Nevertheless, the model is a start. By modeling the different parts of the email/purchase process, we can start measuring them and monitoring the health of the system as well as improve it. It serves as a foundation for communication between Finance, Marketing, and Data Science.

3.6 Conclusion

Data Science is using math and computers to solve a problem that stems from a lack of knowledge. We can frame the application of data science in terms of the context, need, vision and outcome (CoNVO).

However, for any particular application of data science, we need to have domain knowledge. One way to frame that domain knowledge is in terms of understanding the system in which we are operating. If our CoNVO leads us to build a model of at-risk youth, we should understand the system in which this process is taking place.

Systems Thinking is general approach to think about the processes as interrelated, changing parts. System Dynamics is a particular approach to Systems Thinking.
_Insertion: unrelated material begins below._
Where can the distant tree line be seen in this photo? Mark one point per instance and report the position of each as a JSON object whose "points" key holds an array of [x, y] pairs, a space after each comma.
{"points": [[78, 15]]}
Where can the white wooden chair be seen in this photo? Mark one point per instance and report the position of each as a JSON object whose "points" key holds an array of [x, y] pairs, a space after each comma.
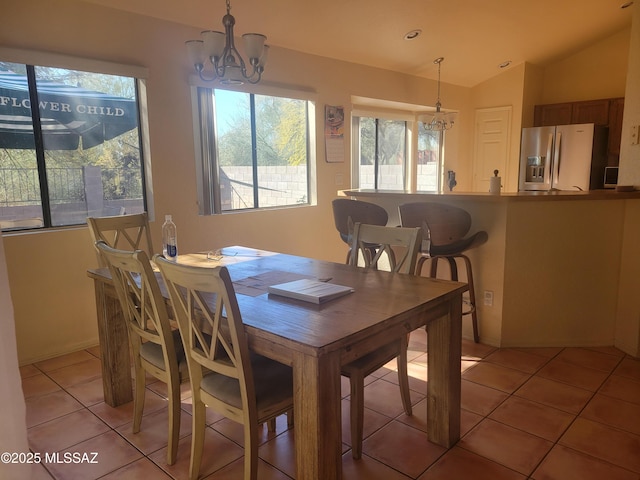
{"points": [[401, 247], [155, 347], [124, 232], [225, 376]]}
Stock and Flow Diagrams and Causal Loop Diagrams are models that System Dynamics uses to talk about systems and their evolution.

Causal Loop Diagrams are a very useful tool for framing all aspects of the data science process.
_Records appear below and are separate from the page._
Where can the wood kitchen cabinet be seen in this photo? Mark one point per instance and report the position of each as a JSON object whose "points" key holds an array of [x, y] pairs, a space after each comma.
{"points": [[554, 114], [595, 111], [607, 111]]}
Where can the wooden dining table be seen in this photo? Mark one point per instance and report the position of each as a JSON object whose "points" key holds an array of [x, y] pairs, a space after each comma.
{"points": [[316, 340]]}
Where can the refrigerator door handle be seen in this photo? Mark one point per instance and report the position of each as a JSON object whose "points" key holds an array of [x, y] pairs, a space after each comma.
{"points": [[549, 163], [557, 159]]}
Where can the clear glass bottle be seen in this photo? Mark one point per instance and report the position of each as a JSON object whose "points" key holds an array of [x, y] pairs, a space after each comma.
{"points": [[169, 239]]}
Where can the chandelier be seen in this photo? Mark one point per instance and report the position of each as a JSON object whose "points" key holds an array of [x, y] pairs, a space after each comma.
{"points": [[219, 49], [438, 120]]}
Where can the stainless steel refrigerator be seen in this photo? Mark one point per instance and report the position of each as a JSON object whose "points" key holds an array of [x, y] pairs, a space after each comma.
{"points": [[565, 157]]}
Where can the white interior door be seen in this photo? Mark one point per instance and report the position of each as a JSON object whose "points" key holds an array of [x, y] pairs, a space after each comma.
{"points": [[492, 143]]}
  1. They allow the team and stakeholders to share their mental models of the process being studied or acted upon.
  2. They help us make sure we’re just simplifying and not being simplistic.
  3. They help identify data that we need or what we should model.
  4. They keep us honest about the degree to which we can really intervene in a particular system or how our interventions are likely to fail.

One of the most famous examples the non-linearity of systems comes from the 1970s. In San Francisco (IIRR), the police started cracking down on heroin dealers with the hope of lowering drug abuse. Instead, burglaries and other petty crimes increased. Why? Cracking down on heroin dealers caused the price of heroin to increase. This increased price caused theft to rise because addicts needed more money to pay for the increased price of heroin.

“hi-tech” modeling techniques like boosted random forests and deep learning do not excuse the data scientist from understanding the system they’re modeling or hoping to control.

3.7 Review

  1. Why is domain knowledge controversial in some data science circles?
  2. Why are Causal Loop Diagrams helpful for data science?
  3. How do Causal Loop Diagrams fit into our overall “CoNVO” model for describing successful data science projects?
  4. The main components of a Causal Loop Diagram are: variables, influence arrows and polarity arrows.
    1. If there is an arrow from variable A to variable B with a “+” sign at the arrow head, what does that mean?
    2. If there is an arrow from variable B to variable A with a “-” sign at the arrow head, what does that mean?
    3. Taken together, what kind of feedback loop does the above arrangement describe?
    4. If, instead, the arrow from variable B to variable A had a “+” annotation, what kind of feedback loop would that describe?
  5. What are the difficulties associated with categorical variables and Causal Loop Diagrams? What are some of the ways we can get around them?

3.8 Exercises

  1. Add the potential for getting new subscribers to the email model. How do you add the adoption curve to the model?
  2. Find a problem from work or that interests you and see if you can draw a Causal Loop Diagram for it. Share it with someone who has an opposing viewpoint. Share it with someone who has the same viewpoint. What assumptions do you have in common? Do you disagree on the polarity of any arcs? Is there “violent agreement” on anything?